= Wales Institute for Research in Art and Design =

Collaborative venture in Wales

Wales Institute for Research in Art and Design (WIRAD) is a collaborative venture founded by the University of Wales Institute, Cardiff (UWIC) and University of Wales, Newport (UWN).

WIRAD supports research excellence in Art and Design within Wales by spreading academic intellect across institutions. The Institute forms a large body of research related to the fields of art, design and media which are competitive with the research quality and intensity achieved by institutions in Scotland, England and Ireland.
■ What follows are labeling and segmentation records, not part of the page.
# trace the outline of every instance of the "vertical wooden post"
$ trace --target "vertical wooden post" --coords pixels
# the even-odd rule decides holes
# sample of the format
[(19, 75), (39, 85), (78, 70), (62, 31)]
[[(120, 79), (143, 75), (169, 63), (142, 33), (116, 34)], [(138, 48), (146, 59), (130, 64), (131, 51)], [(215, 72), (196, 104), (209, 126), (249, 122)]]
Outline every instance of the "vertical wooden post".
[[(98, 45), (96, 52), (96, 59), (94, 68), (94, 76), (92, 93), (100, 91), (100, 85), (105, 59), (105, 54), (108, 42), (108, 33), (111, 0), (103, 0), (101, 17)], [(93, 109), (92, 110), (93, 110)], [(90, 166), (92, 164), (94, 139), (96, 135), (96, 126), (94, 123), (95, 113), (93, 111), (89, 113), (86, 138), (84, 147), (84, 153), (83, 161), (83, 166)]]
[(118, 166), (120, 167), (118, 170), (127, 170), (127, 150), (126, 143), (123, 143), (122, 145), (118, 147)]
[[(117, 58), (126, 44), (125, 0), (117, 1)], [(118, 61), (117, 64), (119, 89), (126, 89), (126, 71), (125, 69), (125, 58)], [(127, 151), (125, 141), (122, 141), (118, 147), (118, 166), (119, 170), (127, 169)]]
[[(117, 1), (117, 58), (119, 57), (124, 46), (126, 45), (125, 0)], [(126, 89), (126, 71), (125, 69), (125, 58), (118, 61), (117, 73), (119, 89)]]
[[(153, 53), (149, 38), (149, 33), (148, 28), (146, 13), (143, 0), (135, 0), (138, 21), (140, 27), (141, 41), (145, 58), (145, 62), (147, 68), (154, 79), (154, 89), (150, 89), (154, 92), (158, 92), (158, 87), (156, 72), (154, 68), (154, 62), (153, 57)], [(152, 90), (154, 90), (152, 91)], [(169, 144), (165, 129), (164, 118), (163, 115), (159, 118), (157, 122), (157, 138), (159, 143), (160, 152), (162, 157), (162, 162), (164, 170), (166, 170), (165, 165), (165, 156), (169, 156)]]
Cardiff School of Art and Design and Newport School of Art, Media and Design have been (in various guises) major contributors to the cultural and creative life of Wales for very many years. Both have been home to a number of significant artists and designers and, more recently, nationally and internationally recognised centres of research. The school is rather active with artists recognized around Wales as being some of the best in their fields. The school primarily focuses on Contemporary Arts and Design for Life Science, Health and Wellbeing. WIRAD aims to become Wales' premier Art and Design research institution and an "internationally significant player in the Art & Design research field".

WIRAD operates an "open door" policy because the institute's success is in many ways predicated on the creation of a critical mass of expertise, experience and capacity that does not currently exist. All Welsh Universities and Colleges are invited to apply for membership.

Lecture programmes and research days are held as open events to facilitate dissemination and the development of a wider research community in art and design in Wales.

Associate membership of the institute will be developed for academics, HEIs and other research bodies with established interests in this level of research.